Figure 3: Histogram of the LinRisk scores from the logistic regression model of 10 significant predictor variables from the TT2015 sample for non-CVD and CVD participants.
Discriminant analysis
Stepwise discriminant analysis (DA) was performed for the TT2015 sample to test the significance of nineteen variables which could be included in the optimal classification algorithm. Of these, only 13 significantly discriminating factors (p < 0.05) were extracted (Table 5). According to the discriminant analysis model (DiscrimRisk), the scores increased as people age in general but more for males, married individuals, ex-smokers, those with lower ratios of TC/HDL but higher low-density lipoprotein (LDL) levels (mg/dL), with higher blood pressures (systolic but not diastolic), with high cholesterol, atrial fibrillation and a family history of CVD. These, except for atrial fibrillation and the breakdown into both systolic and diastolic blood pressures, are common to the LinRisk model, albeit with different weights given to the different variables. The discriminant analysis was different from the LinRisk model by identifying the role of education. Increasing education increases CVD risk. On the surface, this seems counterintuitive, especially if an argument is used that knowledge and awareness are risk controls (Croquelois & Bogousslavsky, 2006). Although Trinidad and Tobago is listed as a high-income country (Carneiro et al., 2014), the sample suggests that educated and high-income individuals are more susceptible to CVD risk factors like obesity because of their access to surplus/excess food and a lower level of engagement in manual labour-intensive occupations which are typically associated low-income countries (Dinsa et al., 2012).
| Variables | Wilks Lamda | P value |
|---|---|---|
| Age (years) | 0.297 | 0.000 |
| Sex (Male/Female) | 0.278 | 0.000 |
| Secondary Education Level | 0.278 | 0.000 |
| Tertiary Education Level | 0.278 | 0.000 |
| Married | 0.000 | |
| Ex-Smoker | 0.283 | 0.000 |
| TC/HDL ratio (mg/dL) | 0.277 | 0.000 |
| LDL (mg/dL) | 0.282 | 0.000 |
| Systolic blood pressure (mmHg) | 0.276 | 0.000 |
| Diastolic blood pressure (mmHg) | 0.284 | 0.000 |
| High Cholesterol (Yes/No) | 0.280 | 0.000 |
| Atrial fibrillation (Yes/No) | 0.280 | 0.000 |
| High Blood Pressure (Yes/No) | 0.371 | 0.000 |
| Family history of CVD (Yes/No) | 0.285 | 0.000 |
| Constant |
Box’s M was significant (p < 0.000) with dissimilar log determinants (3.9 for the non-CVD group and 7.3 for the CVD group) which indicates a violation of the assumption of equal covariance matrices. This test was overly sensitive to situations in which multivariate normality does not hold.
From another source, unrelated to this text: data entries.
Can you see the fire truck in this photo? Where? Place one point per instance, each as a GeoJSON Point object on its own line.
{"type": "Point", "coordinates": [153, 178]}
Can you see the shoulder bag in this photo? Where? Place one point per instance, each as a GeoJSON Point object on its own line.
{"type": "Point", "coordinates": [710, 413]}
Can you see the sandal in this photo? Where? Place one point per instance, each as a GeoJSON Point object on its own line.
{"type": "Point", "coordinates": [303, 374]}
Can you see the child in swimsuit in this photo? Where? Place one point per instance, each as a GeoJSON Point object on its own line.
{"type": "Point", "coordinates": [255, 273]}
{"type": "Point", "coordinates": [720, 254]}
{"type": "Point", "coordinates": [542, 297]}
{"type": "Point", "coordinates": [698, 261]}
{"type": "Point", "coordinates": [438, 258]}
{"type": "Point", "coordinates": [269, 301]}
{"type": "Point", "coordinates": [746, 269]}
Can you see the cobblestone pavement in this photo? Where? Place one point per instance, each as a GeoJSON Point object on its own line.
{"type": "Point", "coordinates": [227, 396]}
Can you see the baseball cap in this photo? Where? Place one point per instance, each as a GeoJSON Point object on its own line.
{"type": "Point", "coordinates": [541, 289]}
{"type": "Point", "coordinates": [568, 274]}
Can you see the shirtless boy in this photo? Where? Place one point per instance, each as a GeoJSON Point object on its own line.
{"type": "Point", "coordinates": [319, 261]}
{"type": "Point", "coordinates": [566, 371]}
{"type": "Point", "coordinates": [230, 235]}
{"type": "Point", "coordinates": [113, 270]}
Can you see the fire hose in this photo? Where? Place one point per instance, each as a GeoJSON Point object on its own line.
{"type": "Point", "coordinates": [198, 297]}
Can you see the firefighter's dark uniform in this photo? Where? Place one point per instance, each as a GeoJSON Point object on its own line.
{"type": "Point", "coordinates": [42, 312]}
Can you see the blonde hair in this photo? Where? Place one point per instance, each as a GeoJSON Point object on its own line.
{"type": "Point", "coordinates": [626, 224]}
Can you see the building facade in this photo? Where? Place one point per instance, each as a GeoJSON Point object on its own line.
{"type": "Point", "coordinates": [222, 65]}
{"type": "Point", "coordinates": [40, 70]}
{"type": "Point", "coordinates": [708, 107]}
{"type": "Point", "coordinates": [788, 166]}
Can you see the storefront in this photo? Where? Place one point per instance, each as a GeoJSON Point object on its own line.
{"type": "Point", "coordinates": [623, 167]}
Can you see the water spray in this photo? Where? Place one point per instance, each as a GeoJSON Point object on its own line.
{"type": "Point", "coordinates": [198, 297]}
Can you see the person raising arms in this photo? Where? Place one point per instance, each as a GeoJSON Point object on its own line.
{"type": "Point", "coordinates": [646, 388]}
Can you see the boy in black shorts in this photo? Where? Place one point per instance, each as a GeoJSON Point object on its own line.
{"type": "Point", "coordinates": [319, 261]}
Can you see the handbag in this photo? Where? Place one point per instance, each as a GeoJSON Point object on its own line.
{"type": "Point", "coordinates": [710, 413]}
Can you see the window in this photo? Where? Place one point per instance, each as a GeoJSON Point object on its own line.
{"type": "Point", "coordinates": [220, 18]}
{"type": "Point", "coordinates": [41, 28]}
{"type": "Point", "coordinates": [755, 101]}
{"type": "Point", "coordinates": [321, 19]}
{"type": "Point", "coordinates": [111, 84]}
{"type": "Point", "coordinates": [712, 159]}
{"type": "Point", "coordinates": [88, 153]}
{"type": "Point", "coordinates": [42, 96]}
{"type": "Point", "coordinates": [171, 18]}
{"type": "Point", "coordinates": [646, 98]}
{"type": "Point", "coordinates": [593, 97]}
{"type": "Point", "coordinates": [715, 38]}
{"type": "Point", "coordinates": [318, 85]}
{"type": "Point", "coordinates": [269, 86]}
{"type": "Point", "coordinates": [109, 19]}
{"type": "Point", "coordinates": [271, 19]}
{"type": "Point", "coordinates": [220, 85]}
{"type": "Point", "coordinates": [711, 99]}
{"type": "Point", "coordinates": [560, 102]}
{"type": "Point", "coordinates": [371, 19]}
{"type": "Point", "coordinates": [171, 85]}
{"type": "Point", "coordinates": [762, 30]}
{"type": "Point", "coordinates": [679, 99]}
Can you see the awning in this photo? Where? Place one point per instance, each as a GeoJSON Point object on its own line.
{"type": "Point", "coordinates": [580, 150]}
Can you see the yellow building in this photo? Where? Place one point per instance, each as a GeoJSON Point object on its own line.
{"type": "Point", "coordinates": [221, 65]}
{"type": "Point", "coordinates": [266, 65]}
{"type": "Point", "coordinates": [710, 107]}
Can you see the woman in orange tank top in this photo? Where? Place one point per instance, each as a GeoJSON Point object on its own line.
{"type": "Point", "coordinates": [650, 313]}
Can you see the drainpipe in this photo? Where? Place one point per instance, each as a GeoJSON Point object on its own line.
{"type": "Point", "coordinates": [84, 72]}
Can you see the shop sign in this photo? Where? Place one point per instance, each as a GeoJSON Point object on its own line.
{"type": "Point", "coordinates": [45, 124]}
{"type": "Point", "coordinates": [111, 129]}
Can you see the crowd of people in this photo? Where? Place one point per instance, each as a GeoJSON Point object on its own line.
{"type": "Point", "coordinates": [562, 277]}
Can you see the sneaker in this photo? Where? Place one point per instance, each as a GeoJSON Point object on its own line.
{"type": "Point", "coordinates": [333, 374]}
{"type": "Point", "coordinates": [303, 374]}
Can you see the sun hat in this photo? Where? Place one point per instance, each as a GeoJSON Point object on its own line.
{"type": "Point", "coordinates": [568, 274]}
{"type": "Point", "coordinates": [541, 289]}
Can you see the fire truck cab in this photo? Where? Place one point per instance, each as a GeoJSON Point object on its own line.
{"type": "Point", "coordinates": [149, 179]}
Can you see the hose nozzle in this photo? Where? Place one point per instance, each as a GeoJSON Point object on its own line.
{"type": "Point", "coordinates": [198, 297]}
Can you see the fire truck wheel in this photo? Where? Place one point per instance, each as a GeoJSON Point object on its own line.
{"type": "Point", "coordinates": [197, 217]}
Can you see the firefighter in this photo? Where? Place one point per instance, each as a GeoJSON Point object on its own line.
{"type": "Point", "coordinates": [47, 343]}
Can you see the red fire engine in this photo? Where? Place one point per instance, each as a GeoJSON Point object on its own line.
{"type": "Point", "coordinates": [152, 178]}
It was also overly sensitive to small and large sample sizes, with low power with the former (false non-significance) and too much of a tendency to find significant effects with larger samples so it is often recommended for larger samples that the test should be used at a significance level p < 0.001. However, if the group sizes are unequal, as in this case, and a significant inference was made even at the lower p-value, then the test was not considered robust (Tabachnic & Fidell, 2001). A non-robust significant test of an assumption in this analysis means the Discriminant function obtained will be susceptible to greater classification errors.
The discriminant function revealed a significant association between groups and all predictors (canonical function coefficient = 0.853). It explained 73% of the variance among the values of the significant variables for all the cases in the analysis (Wilks Lambda = 0.273). For the original and cross-validated cases, 98% of the non-CVD participants were correctly assigned while 87% of the CVD participants were correctly classified using this model. Of the original grouped cases, 96% overall were correctly classified.
Similar to the LinRisk model above, a stacked histogram of these scores was plotted using different colours for the non-CVD and CVD groups (Fig. 4). It was used to classify ‘Clearly non-CVD’ (<−0.25), ‘non-differentiating range’ (−0.25 to 0.90) and ‘Clearly CVD’ (>0.90). The non-differentiating range of scores captured the misclassification cases, which included a mix of non-CVD and CVD participants.
Figure 4: Histogram of discriminant scores from the discriminant analysis model (DiscrimRisk) using significant predictor variables in the TT2015 sample for non-CVD and CVD participants.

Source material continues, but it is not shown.